Earlier, Kapil Sibal, senior counsel appearing for the group, said ''would submit with all the vehemence as well as humility at his command'' that it was the first case where a contemnor has paid the substantial amount which may go up to Rs16,000 crore, and though approximately Rs8,651 crore is due, that should not be held against him.
''The submission on a first blush may look attractive, but the proceeding that has been recorded by this court from time to time will compel one to repel the submission and extinguish the impression gathered on the first blush,'' the court said.
At the previous hearing, when Sahara failed to deposit the requisite amount in the refund account, the apex court ordered the Bombay High Court to go ahead and initiate the auction of Aamby Valley.
The more than 8,000-acre township located 200 km from Mumbai and valued at more than Rs34,000 crore is the crown jewel in Sahara's portfolio. The sale of this property would strike a blow and "finish my business", Sahara had said.
After Sahara failed to pay the requisite Rs5,000 crore on 17 April, the court had also decided to auction Aamby Valley. Roy's pleas to prevent the auctioning of this jewel fell on deaf ears as a three-judge bench had fixed the fair market price and instructed the Bombay High Court to "proceed with the formalities of auction by preparing the draft terms and conditions and other formalities".
Sahara, which allegedly duped its investors of Rs 24,000 crore, has been seeking ways to raise money to pay the principal amount. So far, Sahara has managed to repay around Rs16,000 crore.
The dues pertain to a seven-year-old case between the group and the Securities and Exchange Board of India. A Sebi order directing refund of over Rs24,000 crore raised from 29.6 million investors by Sahara India Real Estate Corp and Sahara Housing Invest Corp was upheld by the Supreme Court in August 2012.
The court had asked the regulator to collect dues with interest of 15 per cent and repay the investors. Sahara initially deposited around Rs5,000 crore and claimed that the rest had been refunded directly to the investors.

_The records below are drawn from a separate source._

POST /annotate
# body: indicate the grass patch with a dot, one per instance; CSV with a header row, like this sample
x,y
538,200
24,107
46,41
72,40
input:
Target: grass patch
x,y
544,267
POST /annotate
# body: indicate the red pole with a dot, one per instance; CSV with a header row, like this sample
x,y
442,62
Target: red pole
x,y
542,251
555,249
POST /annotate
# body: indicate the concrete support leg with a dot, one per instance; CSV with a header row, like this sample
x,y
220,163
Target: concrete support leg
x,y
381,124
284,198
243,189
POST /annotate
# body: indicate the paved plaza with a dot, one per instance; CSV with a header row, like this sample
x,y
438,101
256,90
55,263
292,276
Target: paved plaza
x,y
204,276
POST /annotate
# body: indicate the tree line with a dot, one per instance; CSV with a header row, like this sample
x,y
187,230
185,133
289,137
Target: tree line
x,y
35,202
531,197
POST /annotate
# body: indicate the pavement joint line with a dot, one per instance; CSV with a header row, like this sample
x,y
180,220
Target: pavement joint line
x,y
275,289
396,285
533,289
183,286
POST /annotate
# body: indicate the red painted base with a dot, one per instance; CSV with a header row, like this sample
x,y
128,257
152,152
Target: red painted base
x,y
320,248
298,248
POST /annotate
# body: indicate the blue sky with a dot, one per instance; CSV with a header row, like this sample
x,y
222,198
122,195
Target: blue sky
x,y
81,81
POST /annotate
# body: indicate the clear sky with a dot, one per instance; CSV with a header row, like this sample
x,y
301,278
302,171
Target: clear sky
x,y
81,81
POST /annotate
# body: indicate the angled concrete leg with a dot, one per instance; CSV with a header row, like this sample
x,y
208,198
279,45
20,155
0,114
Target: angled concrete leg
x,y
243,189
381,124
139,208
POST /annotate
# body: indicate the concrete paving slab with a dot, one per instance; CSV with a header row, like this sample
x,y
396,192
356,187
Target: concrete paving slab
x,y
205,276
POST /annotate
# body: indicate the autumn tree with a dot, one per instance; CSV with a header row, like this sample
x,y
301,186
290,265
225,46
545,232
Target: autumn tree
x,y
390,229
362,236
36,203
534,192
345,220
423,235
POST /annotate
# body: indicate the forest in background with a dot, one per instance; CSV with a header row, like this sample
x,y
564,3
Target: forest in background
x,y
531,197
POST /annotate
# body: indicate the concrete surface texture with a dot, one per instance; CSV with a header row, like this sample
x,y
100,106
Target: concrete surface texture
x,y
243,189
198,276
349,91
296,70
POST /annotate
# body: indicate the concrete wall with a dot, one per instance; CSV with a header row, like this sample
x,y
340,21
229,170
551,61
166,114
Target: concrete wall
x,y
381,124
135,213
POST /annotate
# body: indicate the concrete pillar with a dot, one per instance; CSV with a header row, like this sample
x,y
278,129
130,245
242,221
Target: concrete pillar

However, the court was not convinced by this claim and has insisted on payments. It had sent group chief Subrata Roy to jail in 2014 for non-compliance of the order.
Though Roy has since been released on parole, the group is yet to pay about a third of the principal amount, while according to the regulator, total dues have gone up to over Rs40,000 crore with interest. The auction of Aamby Valley, which the group had tried to avoid over the years, has become the last resort for the court.
Nestled in the Western ghats on the Mumbai-Pune highway the hill city sprawls over 8000-odd acres with luxury amenities such as golf course, villas, airstrips, entertainment facilities and infrastructure facilities such as road, water and power plants.